Encinitas council awards architecture contract for Pacific View
The architecture firm Westberg & White will soon draw up design plans that will serve as a guide for rehabbing the Pacific View buildings.
With Councilman Mark Muir absent, the Encinitas City Council on April 8 voted 4-0 to award a $70,000 contract to Westberg & White for the work.
Earlier in the meeting, the council also voted unanimously to request proposals to find an “operating partner” that will take the architectural drawings and then be responsible for designing, fixing up and operating the buildings. The operating partner would also oversee the surrounding grounds.
Not everyone was on board with the plan.
Resident Garth Murphy said the council is putting “the cart before the horse” in regards to Pacific View.
Murphy stated the council should first select an operating partner that knows what it wants to do with the property, and then order architectural drawings. Otherwise, the design plans will be overly broad and more expensive than need be, he argued.
Councilman Tony Kranz said having architectural designs would encourage potential operating partners to apply, because they’d have a better understanding of the project and necessary repairs to bring the buildings up to code.

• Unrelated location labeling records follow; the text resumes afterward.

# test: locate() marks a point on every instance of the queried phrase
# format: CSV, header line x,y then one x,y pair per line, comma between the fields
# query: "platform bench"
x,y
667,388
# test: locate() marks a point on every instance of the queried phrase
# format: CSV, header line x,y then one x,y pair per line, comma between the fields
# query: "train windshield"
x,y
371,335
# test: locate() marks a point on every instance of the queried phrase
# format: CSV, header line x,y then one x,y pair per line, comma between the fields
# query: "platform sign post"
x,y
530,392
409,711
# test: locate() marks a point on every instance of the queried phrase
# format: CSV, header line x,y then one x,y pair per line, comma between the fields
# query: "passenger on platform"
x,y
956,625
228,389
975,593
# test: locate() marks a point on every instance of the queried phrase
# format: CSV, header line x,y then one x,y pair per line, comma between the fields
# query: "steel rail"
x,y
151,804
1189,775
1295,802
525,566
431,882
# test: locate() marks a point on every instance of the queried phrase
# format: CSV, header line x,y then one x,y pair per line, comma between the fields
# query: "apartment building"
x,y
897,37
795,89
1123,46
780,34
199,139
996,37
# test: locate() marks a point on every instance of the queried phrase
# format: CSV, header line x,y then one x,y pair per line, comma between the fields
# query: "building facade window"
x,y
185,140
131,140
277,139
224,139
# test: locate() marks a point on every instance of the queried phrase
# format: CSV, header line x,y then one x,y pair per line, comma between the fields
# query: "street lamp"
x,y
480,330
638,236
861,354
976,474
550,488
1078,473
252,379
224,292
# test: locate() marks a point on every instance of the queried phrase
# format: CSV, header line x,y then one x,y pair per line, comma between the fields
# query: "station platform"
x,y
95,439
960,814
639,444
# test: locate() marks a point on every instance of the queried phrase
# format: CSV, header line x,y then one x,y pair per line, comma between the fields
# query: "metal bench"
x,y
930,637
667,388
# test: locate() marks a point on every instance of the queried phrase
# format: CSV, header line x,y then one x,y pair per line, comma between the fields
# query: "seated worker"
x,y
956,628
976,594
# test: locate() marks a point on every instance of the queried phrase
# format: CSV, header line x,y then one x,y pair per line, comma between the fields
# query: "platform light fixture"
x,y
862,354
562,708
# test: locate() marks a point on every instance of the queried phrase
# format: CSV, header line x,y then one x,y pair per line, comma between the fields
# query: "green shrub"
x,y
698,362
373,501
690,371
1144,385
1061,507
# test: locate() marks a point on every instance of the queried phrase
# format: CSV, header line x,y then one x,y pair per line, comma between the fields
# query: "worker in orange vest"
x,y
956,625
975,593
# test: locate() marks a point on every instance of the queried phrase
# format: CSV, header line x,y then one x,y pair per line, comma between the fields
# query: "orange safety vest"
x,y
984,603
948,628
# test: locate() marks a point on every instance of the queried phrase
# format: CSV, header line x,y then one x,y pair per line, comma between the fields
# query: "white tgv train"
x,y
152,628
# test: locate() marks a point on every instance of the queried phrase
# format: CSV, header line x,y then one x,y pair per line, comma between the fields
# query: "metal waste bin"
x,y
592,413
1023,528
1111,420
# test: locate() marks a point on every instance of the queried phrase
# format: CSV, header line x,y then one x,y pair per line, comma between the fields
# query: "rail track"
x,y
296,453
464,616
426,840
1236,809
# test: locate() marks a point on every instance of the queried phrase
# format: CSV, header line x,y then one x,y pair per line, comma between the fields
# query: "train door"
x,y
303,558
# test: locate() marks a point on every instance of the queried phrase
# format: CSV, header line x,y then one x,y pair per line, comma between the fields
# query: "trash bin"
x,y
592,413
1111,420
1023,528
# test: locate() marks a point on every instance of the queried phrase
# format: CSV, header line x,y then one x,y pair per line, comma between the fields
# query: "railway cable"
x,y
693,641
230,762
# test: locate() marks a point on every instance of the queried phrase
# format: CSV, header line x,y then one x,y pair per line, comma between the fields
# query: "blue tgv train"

“A report that says here’s what needs to happen to comply with the law is a very useful tool for all the operating partners,” Kranz said.
An elementary school built in 1953, Pacific View closed more than a decade ago.
Kranz and Councilwoman Lisa Shaffer are on a subcommittee that’s tasked with developing ideas for revamping the Pacific View site, which the city bought from the Encinitas Union School District for $10 million last year.
Instead of the city managing the Pacific View revamp, the subcommittee recommended the operating partner concept to speed up site rehabilitation.
The Pacific View subcommittee has also floated a “living museum” with art demonstrations and performances at the property. But potential operating partners could submit ideas outside that concept.
The council, at Mayor Kristin Gaspar’s suggestion, said that the request for proposal should make it clear that plans from operating partners could cover arts, education and community gathering spaces.
Groups looking to serve as the operating partner will be ranked based on their financial viability, revenue-earning potential related to operations, local involvement and other criteria.
A review committee made up of city staff and two outside arts experts will review the proposals and pass along recommendations for the full council to consider, likely sometime this summer.